Eric kept staring at her. "Seriously?"
"Also, the instructions that he sang? They rhymed." She let out a laugh of genuine wonderment. "They fucking rhymed."
"You're spending a lot of time on this."
Maggie looked up from screwing together metal joints under her contraption.
"Hey, Rico."
Rico walked up Maggie's driveway, crossing over onto the grass, to where her trousered legs stuck out under the contraption, chunks of wood, metal rods, squares of styrofoam, knocked-over sawhorses across the lawn. "Kind of a mess."
"I'm almost finished." Maggie slid out from under the wood, hand holding a wrench.
"So what is it?"
She rose to her feet, brushing grass blades off the knees of her pants. "I don't know."
"You don't know?"
"No."
"You've been working out here for…three weeks? And you don't know what it is you're building?"
Maggie's blue eyes met Rico's stare. "I honestly don't. Is that a problem?"
Rico took a step back. "It's not a problem, Maggie, except it's a little embarrassing to have my family come by, or business associates, and they see my lawn, which is always neatly mowed, then they see your lawn, which is covered with shit."
Maggie looked at the twelve foot by twelve foot wooden square on her lawn, thick metal rod sticking up from its center, large caster under each corner. "Tell them you live across the road from someone who is in communication with God."
"If God were truly communicating with you, Maggie, I think he might ask you to comfort the dying, or feed the hungry, but I don't think he would ask you to build a huge, fucking square on wheels."
"That's what he asked me to do. His ways are mysterious."
"So now what?"
"Now I'm going to go inside, do some laundry, have dinner, watch a little TV, go to bed, pull the blanket up over my shoulder, and await further instructions."
Except God didn't talk to Maggie that night.
Or the next.
Maggie picked up all the wooden scraps from the lawn, putting them into thirty-gallon garbage bags. She mowed the front lawn, except, of course, under the twelve foot by twelve foot s
quare she had constructed, where the blades were getting tall and yellow like waxed beans from lack of sunlight.
Part of the problem with being spoken to by God is that God rarely gives you enough information. He tells you to do something, you do it, but then He doesn't come back to explain what you're supposed to do next.
So Maggie sat outside on her front lawn for a few days, in a blue canvas chair, drinking beer, staring at her huge wooden square on wheels.
God, what do you want me to do?
The square was on canisters, so obviously, it was meant to move. To roll. But where?

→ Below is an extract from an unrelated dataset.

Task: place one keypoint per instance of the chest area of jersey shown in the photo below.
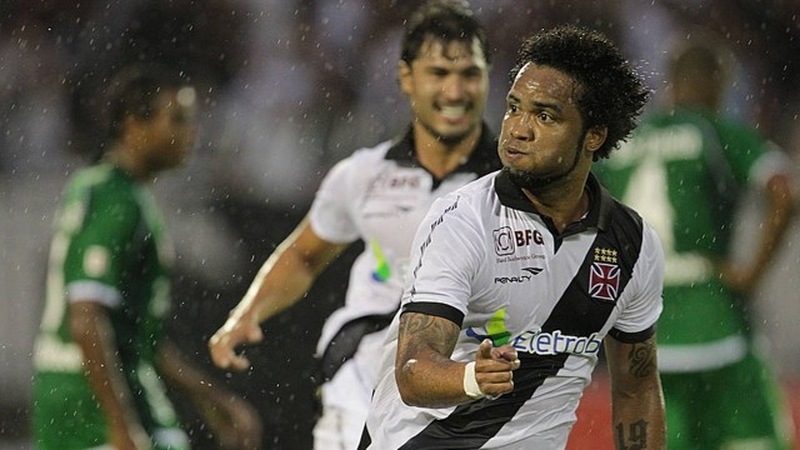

The road outside her home continued level for about a hundred feet, then slanted down at a twenty degree grade. Maggie already knew what was at the bottom of the grade. The Hollister's farmhouse. Was that what God wanted her to do? Roll the square down to the Hollister's? Talk to them, make sure they were all right? But couldn't she have just walked down the slope, or driven? Or used the phone?
The next morning, wearing her gardening pants and one of Carl's plaid shirts, she brought her cup of coffee out onto the front lawn.
As was usual the past few days, most of the neighborhood kids were hanging around out front, talking about her large square.
She put her steaming cup down on the lowest concrete step leading to her front door, got behind the large square, pushed it across the lawn, sneakers digging in, onto the road.
The kids stood back, giving her room. "Whaddaya gonna do, Mrs. Pearson?"
The sun was just starting to rise, birds calling in the artichoke green of the trees.
Maggie bent over beside her square in the road, chest huffing, getting her breath back. "I'm going to take it for a test drive."
She twisted left the spigot of the outside faucet, green hose lying across the lawn lifting its length, as water flowed through.
She sprayed the top of the large square, silver water sliding off sawdust and brown leaves.
By now, some adults had gathered on the opposite side of the road.
Mr. Swanberg from down the road, widowed ten years, cleared his throat. "How you gonna steer it, Maggie?"